Most indexers are freelance and most are women. Quite a few are also librarians or book editors. Many have specialties, such as cookbooks or theology. They take their job seriously. The Indexing Society of Canada declined to hand out its annual award this year because it decided no index reached the required level of excellence.

“What we are looking for is that elusive quality of elegance. Elegance is that sense that there is an unusual clarity, a memorable ease of use, a succinctness, or even a strikingly simple presentation of difficult ideas,” the society said.

The American Society for Indexing is just as exacting. It says that an index must have a number of qualities to rate its annual award: “Succinctness; the right word in the right place – even if the word isn’t found in the text; a certain ‘charm’; visual appeal; a sense that the index contains exactly what it needs to, no more, no less; simplicity; grace.”

Those are not things you expect to find in an average Google search. For all the amazing power of modern search engines, they don’t arrange the results in the orderly, rational way a good index does. In the Internet’s early days, someone called it the world’s biggest library, run by drunks.

“I think the greatest value that an index offers is that it is curated and carefully constructed,” said award-winning Edmonton indexer Stephen Ullstrom in an e-mail. “Search, in contrast, whether in a PDF or ebook or on a search engine, is quite a crude tool. It requires the user to do the hard work of evaluating each hit for relevance, which gets unwieldy beyond 10 or 20 hits.”

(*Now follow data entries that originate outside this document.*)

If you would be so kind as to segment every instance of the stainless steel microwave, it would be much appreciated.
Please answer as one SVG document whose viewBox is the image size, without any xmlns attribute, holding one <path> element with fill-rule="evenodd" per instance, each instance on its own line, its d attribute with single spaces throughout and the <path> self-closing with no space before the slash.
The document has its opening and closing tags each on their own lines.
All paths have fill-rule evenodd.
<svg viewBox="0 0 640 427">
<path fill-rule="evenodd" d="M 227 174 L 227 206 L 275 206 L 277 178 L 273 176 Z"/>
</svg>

The search functions on ebooks tend to be unsatisfying. Readers can search quickly by keyword, but that’s not the same as having contents organized by subject. Many ebooks have no index. Or they have an index from the print version, which doesn’t work well for a product with no page numbers.

That may change as ebooks evolve and AI grows more powerful. For now though, it is hard to match the ease of finding something in the index of a physical book and thumbing through it to the right page. Readers have been doing it since Dickens was a boy, most of them giving no thought whatever to those who make it possible.

Fedorak pondered for a while about what to do with “orgasmic pattern.” She was indexing Relating Carol Shields’s Essays and Fiction: Crossing Borders, a soon-to-be-published collection of essays edited by Alberta scholar Nora Foster Stovel. She decided that it made a good heading – better than another term she found, “ejaculatory mode” – but not perhaps a main heading. She put it under plot. The index item will read:

plot

dictionary, 239

Freytag’s triangle, 237

narrative arc, 7, 17, 152

the orgasmic pattern, 16, 20

rejection of the traditional plot, 17

replace plot, 150

surprise endings, 102

the spatula, 7, 16, 237, 238

The spatula? You’ll have to look it up – and thanks to Fedorak and her underappreciated craft, you can.